Desde 2013, existe um conflito latente entre o mundo da política e a vida real dos cidadãos, que se traduziu em grandes manifestações e na contestação geral ao nosso sistema político-partidário. Como não é um privilégio do Brasil, em todos os países, esse conflito tem resultado no fortalecimento da extrema direita e dos projetos iliberais. Bolsonaro perdeu o poder e o apoio momentâneo do Centrão, mas ninguém deve se iludir quanto à força que ainda tem na opinião pública e numa base eleitoral que se articula pelas redes sociais. Quando uma pesquisa mostra que 32% dos eleitores são a favor de uma intervenção militar, não estão só os malucos e fanáticos que tentam contato com extraterrestres, adoram pneus e rezam ajoelhado na chuva à porta dos quartéis, sem medo de raios e trovoadas.

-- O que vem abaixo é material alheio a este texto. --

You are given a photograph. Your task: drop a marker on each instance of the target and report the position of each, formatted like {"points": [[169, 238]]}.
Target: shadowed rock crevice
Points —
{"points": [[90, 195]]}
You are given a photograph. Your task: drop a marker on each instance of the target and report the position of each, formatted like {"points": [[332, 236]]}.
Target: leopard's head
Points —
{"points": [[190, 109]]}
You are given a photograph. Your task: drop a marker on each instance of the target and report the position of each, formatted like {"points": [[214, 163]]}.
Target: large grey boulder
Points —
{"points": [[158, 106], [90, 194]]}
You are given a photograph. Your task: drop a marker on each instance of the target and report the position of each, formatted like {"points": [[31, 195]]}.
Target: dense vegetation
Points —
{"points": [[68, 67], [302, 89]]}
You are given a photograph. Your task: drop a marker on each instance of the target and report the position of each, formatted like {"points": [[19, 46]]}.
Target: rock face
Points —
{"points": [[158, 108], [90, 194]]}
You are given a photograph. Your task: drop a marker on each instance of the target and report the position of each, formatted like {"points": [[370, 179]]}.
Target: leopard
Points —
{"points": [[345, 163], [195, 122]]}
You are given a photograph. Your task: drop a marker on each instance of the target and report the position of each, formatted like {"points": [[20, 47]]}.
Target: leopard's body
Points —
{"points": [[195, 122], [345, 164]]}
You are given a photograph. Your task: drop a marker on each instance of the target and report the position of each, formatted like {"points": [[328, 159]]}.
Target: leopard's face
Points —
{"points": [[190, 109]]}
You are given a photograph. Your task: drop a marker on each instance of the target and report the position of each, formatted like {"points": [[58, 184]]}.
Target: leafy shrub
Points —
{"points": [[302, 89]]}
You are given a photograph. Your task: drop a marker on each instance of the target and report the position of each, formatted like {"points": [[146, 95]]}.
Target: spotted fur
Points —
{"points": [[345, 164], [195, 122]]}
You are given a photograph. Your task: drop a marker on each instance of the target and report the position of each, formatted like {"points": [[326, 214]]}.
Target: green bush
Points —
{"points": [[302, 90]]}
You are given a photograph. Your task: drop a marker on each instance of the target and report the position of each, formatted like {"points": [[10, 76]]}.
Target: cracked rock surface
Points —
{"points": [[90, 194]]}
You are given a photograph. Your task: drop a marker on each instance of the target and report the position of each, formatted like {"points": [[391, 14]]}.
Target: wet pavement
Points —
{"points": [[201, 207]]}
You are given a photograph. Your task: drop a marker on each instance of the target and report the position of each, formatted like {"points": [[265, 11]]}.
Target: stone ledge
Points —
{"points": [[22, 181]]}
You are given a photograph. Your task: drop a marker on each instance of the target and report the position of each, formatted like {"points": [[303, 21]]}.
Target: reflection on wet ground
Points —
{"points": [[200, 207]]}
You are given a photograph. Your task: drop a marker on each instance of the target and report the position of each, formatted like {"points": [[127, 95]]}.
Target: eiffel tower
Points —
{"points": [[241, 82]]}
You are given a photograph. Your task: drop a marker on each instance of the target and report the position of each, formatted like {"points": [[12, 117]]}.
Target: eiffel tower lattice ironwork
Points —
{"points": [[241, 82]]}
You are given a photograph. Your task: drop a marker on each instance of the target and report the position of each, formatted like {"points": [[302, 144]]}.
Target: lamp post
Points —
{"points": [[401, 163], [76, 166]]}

O presidente eleito Luiz Inácio Lula da Silva se equilibra numa corda bamba, embora tenha a legitimidade da eleição e o poder concentrado do governo nas mãos. O seu problema agora é a captura do PT pela lógica da partidocracia, como ocorreu no mensalão e nos escândalos da Petrobras, e que levou Lula à prisão. Como lidar com a força do Centrão sem ser tragado, como negociar com o Arthur Lira sem fazer concessões que possam comprometer o sucesso do próprio governo? Não será com um orçamento que inviabiliza programas de investimentos e as prioridades do governo. O que está se decidindo agora, na largada do novo governo, é estratégico. Pode levar Lula ao sucesso ou ao desastre.